Infrastructure Engineer at Clusterone
ClusterOne serves large enterprise customers and our product is relied upon by researchers to build the next AI breakthroughs for a variety of industries including life sciences and robotics. Our products solve various aspects of managing the training and deploying large-scale Machine Learning models, requiring the handling of thousands of servers, petabytes of data on various clouds, and data centers securely and efficiently.

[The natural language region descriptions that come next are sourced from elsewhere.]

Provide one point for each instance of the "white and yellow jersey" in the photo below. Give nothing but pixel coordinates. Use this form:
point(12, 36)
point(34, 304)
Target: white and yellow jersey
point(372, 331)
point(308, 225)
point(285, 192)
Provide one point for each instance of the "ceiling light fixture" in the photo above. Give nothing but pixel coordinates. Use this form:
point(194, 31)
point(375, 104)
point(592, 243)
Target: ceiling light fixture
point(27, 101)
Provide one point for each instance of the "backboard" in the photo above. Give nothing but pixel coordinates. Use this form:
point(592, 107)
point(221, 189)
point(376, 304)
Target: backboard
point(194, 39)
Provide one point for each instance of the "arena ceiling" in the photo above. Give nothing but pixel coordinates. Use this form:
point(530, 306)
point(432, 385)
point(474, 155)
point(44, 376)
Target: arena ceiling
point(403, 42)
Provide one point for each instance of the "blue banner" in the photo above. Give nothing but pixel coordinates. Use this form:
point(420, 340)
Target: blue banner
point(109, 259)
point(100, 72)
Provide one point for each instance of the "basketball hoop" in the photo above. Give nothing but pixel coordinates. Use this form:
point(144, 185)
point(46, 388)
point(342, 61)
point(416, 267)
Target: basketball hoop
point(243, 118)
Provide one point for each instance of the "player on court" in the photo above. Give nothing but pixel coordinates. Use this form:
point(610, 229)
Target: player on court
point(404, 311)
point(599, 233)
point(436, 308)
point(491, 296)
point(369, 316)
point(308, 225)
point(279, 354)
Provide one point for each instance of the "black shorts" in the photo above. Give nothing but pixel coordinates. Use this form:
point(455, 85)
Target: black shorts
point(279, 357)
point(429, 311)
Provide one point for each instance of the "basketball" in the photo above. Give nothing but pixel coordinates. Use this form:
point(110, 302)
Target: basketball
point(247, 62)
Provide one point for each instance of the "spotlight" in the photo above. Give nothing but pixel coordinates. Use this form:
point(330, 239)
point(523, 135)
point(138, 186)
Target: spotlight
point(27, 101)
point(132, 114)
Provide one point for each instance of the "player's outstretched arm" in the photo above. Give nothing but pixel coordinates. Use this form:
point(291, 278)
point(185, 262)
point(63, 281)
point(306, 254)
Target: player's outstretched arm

We seed engineers with a passion for enabling and empowering researchers and developers by building fast and reliable AI-related infrastructure. This role requires you to solve difficult problems together with a team of extremely knowledgeable and talented people.
Key Qualifications
- Passionate about Continuous Build, Integration, Test, Deployment, Delivery and the DevOps culture
- Proficient in Golang and Python
- Experience with the internals of Docker
- Deep understanding of UNIX/Linux
Description
This is an exciting role for a software engineer who is comfortable taking ownership of specific solutions we are looking to develop. This role demands a strong understanding of containers, build systems, and infrastructure automation. Here, you will be hands-on developing the tools that orchestrate containers. These tools will help solve problems regarding everything from providing immutable build infrastructure and CI pipelines, to tooling for distributed golang/Python builds. This role requires an experienced engineer who is used to challenging the status quo.
A person in this role will thrive in an ambiguous and fast-paced environment, operating at the tactical level, while solving difficult problems with a high amount of autonomy.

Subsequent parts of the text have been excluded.